Our lead steer for that drive was a big, wily longhorn called The General. He was such a natural at the front of a herd he’d been spared the slaughterhouse and sent back south twice. As long as he stayed put, the other beeves did likewise, and the only rope I had to throw that day was on a heifer with a broken leg who wasn’t going to make it to market anyhow. We took her aside a ways and ended her suffering, and the rest of the cows were content to go on grazing and dozing while us two-legged types feasted on fresh steak.

Yes, sir — it was just one big, happy picnic out there on the prairie. The only things missing were the girls in their white summer dresses and the iced cream.

And Riggs. No one was anxious for him to come back, yet none wished him to disappear either. But disappear he did. He’d left not long after dawn, and come dusk he still wasn’t back.

“Dammit. We shouldn’t have let him ride off alone,” the cookie fretted. “There could be Cheyenne out there. Kiowa. Comanche.”

“Oh, smooth your skirts,” Foley said. “No Indian’s going to stir up trouble anywhere near the Washita River. Friend Custer saw to that two years ago. Riggs probably just threw a shoe or something. Mark my words: He’ll be back tomorrow morning after spending a lovely night as the guest of Reverend Killjoy and his dried-up old Mrs.”

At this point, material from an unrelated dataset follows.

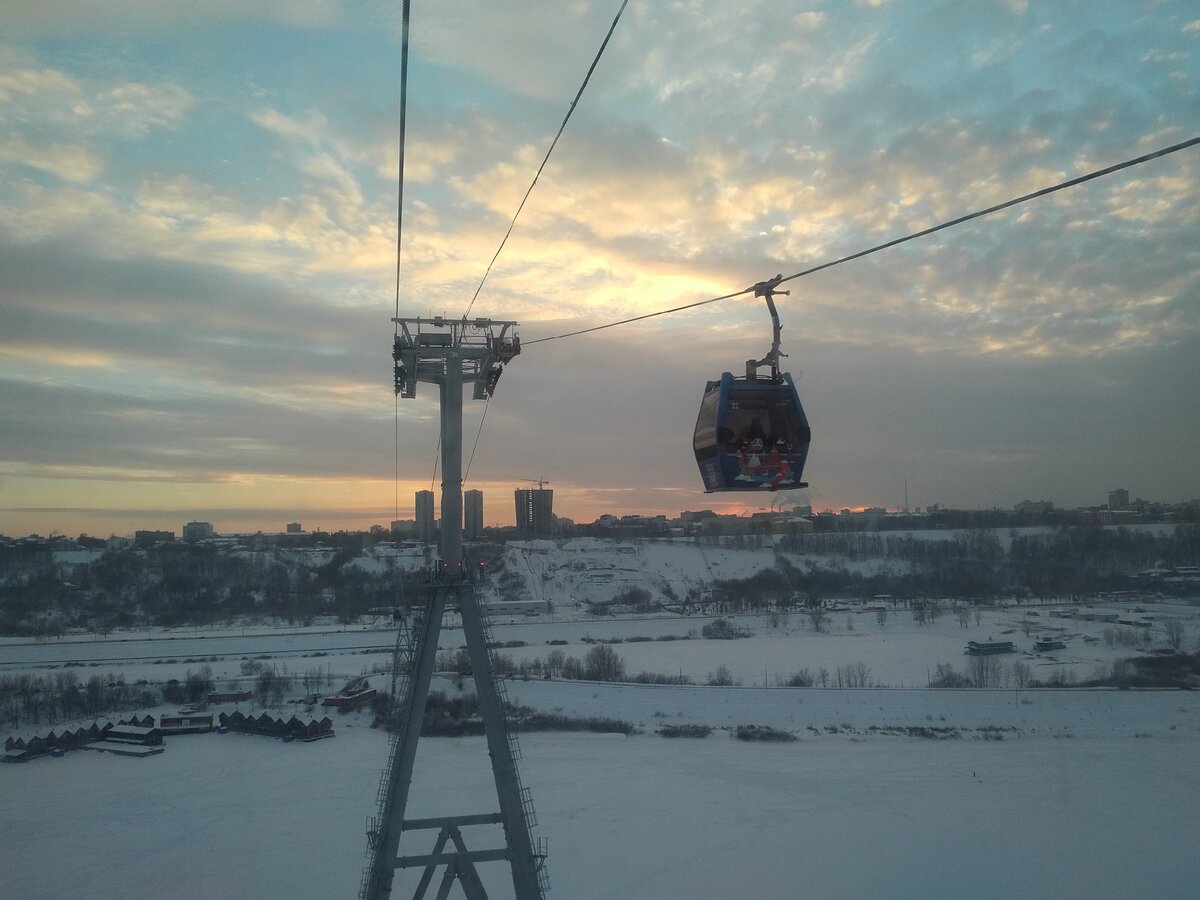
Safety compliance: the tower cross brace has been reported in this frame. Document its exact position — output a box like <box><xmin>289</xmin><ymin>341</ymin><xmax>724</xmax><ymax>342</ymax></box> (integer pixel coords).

This was an enticing way of thinking — necessitating, as it did, no worry, action or self-recrimination on our part — and we were happy to follow Foley’s lead in it. That got harder to do twenty-four hours later, however, for Riggs still hadn’t returned. He’d given explicit orders that no one else should go into town. But that, of course, assumed that he’d eventually manage to leave it. Something had to be done.

And so it was that the next morning — two full days after Riggs had left us — Foley mounted up and set off to search for him. He still pooh-poohed the notion that our trail boss had crossed paths with a war party, but that didn’t stop him from mustering up an escort for himself: me and Jawbone.

Now, usually around a town you’ll find spreads and little homesteads clustered up like puppies crowding in around their mother’s teats. Not so here. We passed nothing more than scrub brush and the occasional stand of trees. There wasn’t even a trail into town, let alone a road. One second we were riding over tall, untrod grass, the next we were on a dirt street.

And about that street. I can’t say it was deserted, for there were people scattered along it from one end to the other, most of them rough-looking men of the sort you’d expect out in the middle of nowhere. Punchers, buffalo hunters, would-be miners and the like. What I didn’t see were wagons or drays or buggies or so much as a single solitary horse. The town didn’t even seem to have a livery stable, which is an oddity on the order of water lacking wet. Folks will crack jokes about one-horse towns, but there’s no such thing as a no-horse one.

“The locals sure must do a lot of walking,” I said.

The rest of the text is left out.